Concretely, in Helm: an old values.yaml keeps its old keys, with a deprecation comment, and the chart's templates read from .Values.standards (the new shape) by way of a helper that falls back to the old keys if the new ones aren't set. In a vRA catalog item: keep the old item with all 200 properties, add a new item with five, and have the old item silently route to the same downstream pipeline as the new one. In an intake form: keep the 73-question form, add a 5-question form, and process both through the same back-end.

You leave the compatibility layer up for at least two release cycles. You instrument it: every time the old shape is used, log it with the consumer ID. The deprecation timeline is evidence-driven, not calendar-driven. When the logs go quiet for a consumer, you ping them, confirm the migration, and remove their access to the old surface. When all consumers are migrated, the old surface comes down.

Here's the part that bit me when I skipped it: some team had a CI pipeline that had been hard-coding replicaCount: 1 against the old shape for two years. The compatibility layer is the step that distinguishes a migration that ships from a migration that gets reverted in week three. Skip it and you'll discover, on a Friday afternoon, that you just broke their deploy.

What you ship at the end

Six steps in, the monster is gone. What's there instead:

  • A five-to-ten field decision surface, versioned, with explicit owners.
  • A standards layer holding the deferred fields as templates, defaults, and computed values.
  • A compatibility translator from the old shape to the new.
  • A deprecation log telling you which consumers still need migration help.
  • A schema or contract that the next person to inherit this can read in an afternoon.

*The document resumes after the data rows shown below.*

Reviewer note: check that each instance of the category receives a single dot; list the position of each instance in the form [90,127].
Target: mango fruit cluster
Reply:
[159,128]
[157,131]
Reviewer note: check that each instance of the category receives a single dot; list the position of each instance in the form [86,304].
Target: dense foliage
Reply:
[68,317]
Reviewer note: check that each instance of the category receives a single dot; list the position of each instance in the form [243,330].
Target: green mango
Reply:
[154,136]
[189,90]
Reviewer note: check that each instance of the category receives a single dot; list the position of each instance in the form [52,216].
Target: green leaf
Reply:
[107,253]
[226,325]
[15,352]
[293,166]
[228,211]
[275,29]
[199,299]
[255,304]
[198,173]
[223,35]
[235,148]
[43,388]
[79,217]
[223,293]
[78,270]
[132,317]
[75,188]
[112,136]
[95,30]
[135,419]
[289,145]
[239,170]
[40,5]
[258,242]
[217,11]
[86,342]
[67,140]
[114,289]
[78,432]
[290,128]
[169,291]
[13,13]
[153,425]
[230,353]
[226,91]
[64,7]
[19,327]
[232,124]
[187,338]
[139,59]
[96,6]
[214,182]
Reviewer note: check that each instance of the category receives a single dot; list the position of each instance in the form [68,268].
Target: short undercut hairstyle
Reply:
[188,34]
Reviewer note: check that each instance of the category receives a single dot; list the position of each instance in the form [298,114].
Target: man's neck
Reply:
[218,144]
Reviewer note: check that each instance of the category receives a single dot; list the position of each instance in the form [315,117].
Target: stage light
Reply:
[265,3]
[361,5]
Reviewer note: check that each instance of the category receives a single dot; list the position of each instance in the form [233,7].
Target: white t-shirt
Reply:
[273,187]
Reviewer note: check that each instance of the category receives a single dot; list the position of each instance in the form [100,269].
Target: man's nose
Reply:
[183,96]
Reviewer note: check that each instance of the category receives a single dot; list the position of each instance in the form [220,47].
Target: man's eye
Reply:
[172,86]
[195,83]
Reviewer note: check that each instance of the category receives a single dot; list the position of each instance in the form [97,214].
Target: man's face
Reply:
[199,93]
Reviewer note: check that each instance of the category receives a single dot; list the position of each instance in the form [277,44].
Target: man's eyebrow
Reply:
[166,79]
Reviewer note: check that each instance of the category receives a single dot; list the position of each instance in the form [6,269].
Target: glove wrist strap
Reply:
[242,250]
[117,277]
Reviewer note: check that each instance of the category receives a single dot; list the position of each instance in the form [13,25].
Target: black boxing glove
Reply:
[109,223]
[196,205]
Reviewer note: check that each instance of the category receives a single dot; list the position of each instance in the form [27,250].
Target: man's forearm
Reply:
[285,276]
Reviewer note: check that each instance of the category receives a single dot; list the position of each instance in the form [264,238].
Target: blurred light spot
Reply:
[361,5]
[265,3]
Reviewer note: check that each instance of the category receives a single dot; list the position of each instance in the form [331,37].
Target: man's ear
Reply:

The 1,500 lines didn't go away. About 200 of them got deleted (the dead-config tail from step 1). About 1,200 got pushed into the standards layer and the templates, where the platform owns them. About 50 to 100 stayed visible, the real decisions, on the surface, where the user can reach them.

The cost of the migration is real. Two to four weeks of platform-engineer time, depending on how much consumer hand-holding the compatibility layer requires. The payoff is durable: every future change to the monster is a one-line change to a default in the standards layer, instead of a sweep across thirty consumer charts. (The shape, if you've spent any time around the OneFuse-era Property Toolkit work, is familiar, same discipline, different decade, much better tooling.)

The monster doesn't have to be the monster forever. You just have to be willing to count it, cluster it, cut it, and ship the bridge.

, Sid